A Friend Only Ever Talks On Her Topics: Should I Distance Myself?

I have been friends for more than 20 years, a person who's faced and conquered many hardships, which I admire. But, she's often blindsided in relationships. Her husband ended their marriage, and it was a massive blow. Several of close acquaintances vanished during that time, because they seemed drawn to the spouse. It shocked her deeply. She put in greater energy to be my friend, and must have realised better what friendship was.

The Pattern In Relationships

In the time since, quite a few in her circle vanished and she isn't certain of the reason. The company she worked for suddenly changed toward her, despite the fact that she had been very skilled at her work, her exit happened unaware of the reason for the change.

Current Dynamics

In recent times, we have each stepped back from work leading to more frequent meetups, however, I feel my role between us feels one-sided. I start discussion points only for her to redirect them to what interests her. Regarding political views, she holds firm beliefs. I attempt to propose double-checking information or other angles.

She is planning a trip to a nation I have traveled to on several occasions even called home for some time. My intention was to provide insights, however, my input not welcomed. She essentially only wanted validation of her plans. I've just ended four weeks in that place she is eager to reconnect, yet I'm reluctant.

Evaluating the Situation

I am unwilling to act as a friend that walks away without a word, however, I feel she'll truly grasp the consequences of her actions on my self-esteem. Right now, I find myself in distancing myself. What should I do?

Potential Solutions

You could walk away, however, that approach is rarely a smooth outcome we hope for. But confrontation aiming for working things out takes courage and willingness from both people.

Professional advice indicates applying a practical approach to handling disagreements:

"The first step involves describing what typically happens during your discussions. This needs to be objective and clear like what a recording device would replay. The second is to express her how it makes you feel. This allows for no argument here. What you feel are valid, after all.
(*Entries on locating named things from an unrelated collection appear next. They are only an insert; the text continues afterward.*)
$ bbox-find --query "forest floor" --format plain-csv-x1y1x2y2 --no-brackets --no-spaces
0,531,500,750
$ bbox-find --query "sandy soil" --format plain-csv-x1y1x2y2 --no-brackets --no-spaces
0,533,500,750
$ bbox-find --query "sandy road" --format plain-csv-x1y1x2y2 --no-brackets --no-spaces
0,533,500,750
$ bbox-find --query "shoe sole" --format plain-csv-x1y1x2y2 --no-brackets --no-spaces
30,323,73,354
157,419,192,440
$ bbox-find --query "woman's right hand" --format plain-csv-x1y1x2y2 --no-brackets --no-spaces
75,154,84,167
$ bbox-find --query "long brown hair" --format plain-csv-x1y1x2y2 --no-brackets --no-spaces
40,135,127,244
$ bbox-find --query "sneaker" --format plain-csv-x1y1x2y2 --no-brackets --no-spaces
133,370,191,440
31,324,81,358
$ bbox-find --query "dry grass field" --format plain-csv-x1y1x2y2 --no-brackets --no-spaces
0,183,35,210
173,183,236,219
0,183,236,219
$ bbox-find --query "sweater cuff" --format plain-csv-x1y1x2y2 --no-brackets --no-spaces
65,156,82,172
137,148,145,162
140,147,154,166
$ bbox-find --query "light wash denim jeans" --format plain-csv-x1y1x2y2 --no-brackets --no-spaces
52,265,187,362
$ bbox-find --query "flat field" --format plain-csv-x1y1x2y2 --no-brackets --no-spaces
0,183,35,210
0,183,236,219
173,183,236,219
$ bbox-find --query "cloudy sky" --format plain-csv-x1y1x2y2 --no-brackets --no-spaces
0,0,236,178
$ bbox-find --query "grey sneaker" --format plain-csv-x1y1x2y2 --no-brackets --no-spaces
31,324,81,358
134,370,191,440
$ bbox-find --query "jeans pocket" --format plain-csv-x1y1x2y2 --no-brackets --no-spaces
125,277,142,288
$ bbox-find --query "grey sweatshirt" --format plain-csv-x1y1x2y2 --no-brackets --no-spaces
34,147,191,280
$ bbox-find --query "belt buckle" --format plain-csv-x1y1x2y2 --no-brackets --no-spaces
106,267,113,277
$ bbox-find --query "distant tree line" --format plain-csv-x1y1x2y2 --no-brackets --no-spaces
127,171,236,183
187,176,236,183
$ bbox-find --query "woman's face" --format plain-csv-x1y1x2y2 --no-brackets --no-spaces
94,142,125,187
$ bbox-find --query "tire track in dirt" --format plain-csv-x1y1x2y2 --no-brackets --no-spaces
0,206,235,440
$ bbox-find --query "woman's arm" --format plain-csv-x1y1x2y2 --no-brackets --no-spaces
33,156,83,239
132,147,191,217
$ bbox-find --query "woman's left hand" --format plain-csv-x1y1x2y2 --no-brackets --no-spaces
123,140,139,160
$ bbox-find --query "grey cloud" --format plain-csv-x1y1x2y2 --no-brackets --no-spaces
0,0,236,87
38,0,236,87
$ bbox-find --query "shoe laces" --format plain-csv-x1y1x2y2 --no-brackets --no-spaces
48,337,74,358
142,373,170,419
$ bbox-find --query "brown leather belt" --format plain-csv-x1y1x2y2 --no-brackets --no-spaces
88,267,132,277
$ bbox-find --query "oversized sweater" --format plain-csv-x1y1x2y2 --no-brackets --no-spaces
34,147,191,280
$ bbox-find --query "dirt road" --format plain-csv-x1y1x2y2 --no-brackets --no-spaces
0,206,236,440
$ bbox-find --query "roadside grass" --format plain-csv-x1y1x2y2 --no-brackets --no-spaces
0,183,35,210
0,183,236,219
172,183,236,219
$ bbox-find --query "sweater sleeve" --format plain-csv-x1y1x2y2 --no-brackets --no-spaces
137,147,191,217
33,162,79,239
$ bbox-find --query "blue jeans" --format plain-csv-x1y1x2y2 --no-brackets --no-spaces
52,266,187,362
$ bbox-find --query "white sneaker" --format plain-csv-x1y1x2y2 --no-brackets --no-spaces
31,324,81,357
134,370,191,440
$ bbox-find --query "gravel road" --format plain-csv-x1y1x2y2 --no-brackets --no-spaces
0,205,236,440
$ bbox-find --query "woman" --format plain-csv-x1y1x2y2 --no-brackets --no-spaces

Finally involves requesting how the two of you going to change the interaction of your friendship."

Keep in mind that she also has a point of view, so you need to be prepared to hear that. One effective method is telling her:

"It's your turn to speak and I'm going to not say anything for a set time."
This can be impactful to encourage understanding.

Key Takeaways

This person may dismiss everything, as some people hold onto a “survival narrative”: they maintain a narrative about themselves they won't abandon since their identity depends upon it and it represents familiar to them. This is difficult because there's no clear path here, mere obstacles. However, she might start out defensively before reflecting about what you've said. And should you don't achieve a fix, you'll have peace knowing you were honest with her.

Donna Carter
Donna Carter

A seasoned casino strategist with over a decade of experience in slot machine analysis and gaming industry insights.